La cosa había ocurrido de una manera lógica. Mosén Francisco recibió la visita de un reo común, profesional de la quincena, que invariablemente, en cuanto salía en libertad, acudía a la sacristía del vicario a pedirle un duro. En aquella ocasión el sacerdote aprovechó para interrogarle sobre lo que ocurría en la cárcel. Invitó al hombre a un trago del vino que tenía para consagrar, se sentó a su lado y le preguntó: «¿Qué tal los presos? ¿Qué tal mosén Alberto?» El reo común contestó: «Mal. Les dice que si saben sufrir sacarán gran provecho». El vicario comprendió. Entonces le dijo a su amigo: «Ahora vete. Tengo algo que hacer». Le despidió, tomó su inmenso sombrero, salió de la parroquia y se lanzó cuesta abajo en dirección al Museo Diocesano. Subió al primer piso del venerable edificio y encontró a mosén Alberto absorto en su despacho.

Apenas si dio tiempo a los saludos de rigor. De pie frente a él, le planteó el problema a boca de jarro. Primero trazó un esquema de la responsabilidad de un sacerdote que tiene a su cuidado trescientos detenidos. Luego habló del estado de ánimo de los mismos, cuando las razones de su encierro son políticas. Inmediatamente añadió que mosén Alberto, al parecer, hablaba a los detenidos en términos aptos para ser comprendidos por gente de vida espiritual muy intensa, pero de ningún modo por hombres sin afeitar, ateos y que se creían inocentes.

En consecuencia, era preciso revisar de arriba abajo la táctica empleada, y desde luego abandonar la restauración de retablos. A su entender, lo que un sacerdote debía hacer era dejarse ver poco por la cárcel, lo menos posible, y, en cambio, actuar sin descanso en el exterior, para que a las familias de los detenidos no les faltara nada. Visitarlas una a una, de la mañana a la noche, y ofrecerles todo lo que uno poseyera e incluso, si hacía falta, lo que poseyeran los demás. Aquello les llegaría al alma mejor que todos los sermones. Cada mujer escribiría a su hombre detenido: «¿Sabes? No te preocupes por mí ni por tus hijos. Estamos bien gracias al cura, a mosén Alberto».

Por exceso de celo o por lo que fuera, había hablado con extrema agitación, tal vez con falta de respeto. Mosén Alberto se levantó y le dijo:

—La suficiencia es grave pecado, reverendo. Le ruego que de por terminada esta conversación.
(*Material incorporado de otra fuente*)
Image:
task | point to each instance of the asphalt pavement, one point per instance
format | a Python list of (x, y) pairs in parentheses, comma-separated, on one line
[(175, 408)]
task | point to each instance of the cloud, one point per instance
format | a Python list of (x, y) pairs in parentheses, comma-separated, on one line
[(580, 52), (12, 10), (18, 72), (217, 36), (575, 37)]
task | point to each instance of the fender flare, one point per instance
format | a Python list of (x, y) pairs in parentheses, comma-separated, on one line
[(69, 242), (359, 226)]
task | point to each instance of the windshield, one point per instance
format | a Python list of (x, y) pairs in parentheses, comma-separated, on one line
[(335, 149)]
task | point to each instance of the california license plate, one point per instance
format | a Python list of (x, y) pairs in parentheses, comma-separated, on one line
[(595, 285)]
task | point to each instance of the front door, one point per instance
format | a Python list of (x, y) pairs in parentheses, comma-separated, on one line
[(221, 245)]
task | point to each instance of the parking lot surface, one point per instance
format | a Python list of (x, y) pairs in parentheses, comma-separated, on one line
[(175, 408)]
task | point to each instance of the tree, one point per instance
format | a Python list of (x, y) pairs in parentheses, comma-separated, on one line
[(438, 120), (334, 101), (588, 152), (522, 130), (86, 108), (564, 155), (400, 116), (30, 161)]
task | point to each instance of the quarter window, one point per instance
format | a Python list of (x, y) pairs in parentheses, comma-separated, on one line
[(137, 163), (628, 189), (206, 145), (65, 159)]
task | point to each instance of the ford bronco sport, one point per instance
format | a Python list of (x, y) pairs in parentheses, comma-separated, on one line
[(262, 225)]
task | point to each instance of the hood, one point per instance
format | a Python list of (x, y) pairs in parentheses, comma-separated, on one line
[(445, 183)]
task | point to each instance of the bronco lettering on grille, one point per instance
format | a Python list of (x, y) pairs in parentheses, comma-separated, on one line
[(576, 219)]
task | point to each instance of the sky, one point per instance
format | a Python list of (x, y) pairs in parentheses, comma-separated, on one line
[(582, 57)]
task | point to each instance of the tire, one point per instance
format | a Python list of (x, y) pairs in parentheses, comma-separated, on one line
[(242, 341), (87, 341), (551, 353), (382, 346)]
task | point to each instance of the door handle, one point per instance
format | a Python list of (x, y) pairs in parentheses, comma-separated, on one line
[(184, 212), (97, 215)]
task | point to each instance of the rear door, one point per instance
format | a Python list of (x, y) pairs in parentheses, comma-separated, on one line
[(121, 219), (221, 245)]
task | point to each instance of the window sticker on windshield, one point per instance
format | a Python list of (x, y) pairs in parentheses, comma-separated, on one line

Mosén Francisco quedó inmóvil, porque en el inesperado tratamiento de usted que le dio mosén Alberto, que le conocía desde pequeño, comprendió hasta qué punto le había herido. Sintió una pena honda y se dijo: «Acaso yo esté ofuscado». Tenía ganas de llorar y de arrodillarse a sus pies. Pero fue un momento. En seguida se le pasó.

Mosén Alberto estaba más yerto que la armadura. Recordaba a Ignacio, que también quiso darle lecciones; ahora el joven vicario. Probablemente, ni uno ni otro habrían conseguido fundar, en la cárcel, un orfeón.

Mosén Francisco, andando de espaldas, se dirigió a la puerta. Inclinó la cabeza y salió. Las dos sirvientas le acompañaron. «¿Quiere un poco de chocolate?» Al bajar la escalera, con el inmenso sombrero se ocultó la cabeza entera.

Entró en la primera iglesia que halló a su paso y rezó… Pidió para sí y para el mundo. La iglesia estaba vacía. Ni un cantero, ni un obrero de un horno de cal, de una fundición… Le cayeron las lágrimas. Un pensamiento le consoló: César estaría de acuerdo con él. Mosén Francisco estaba convencido de que César era un santo.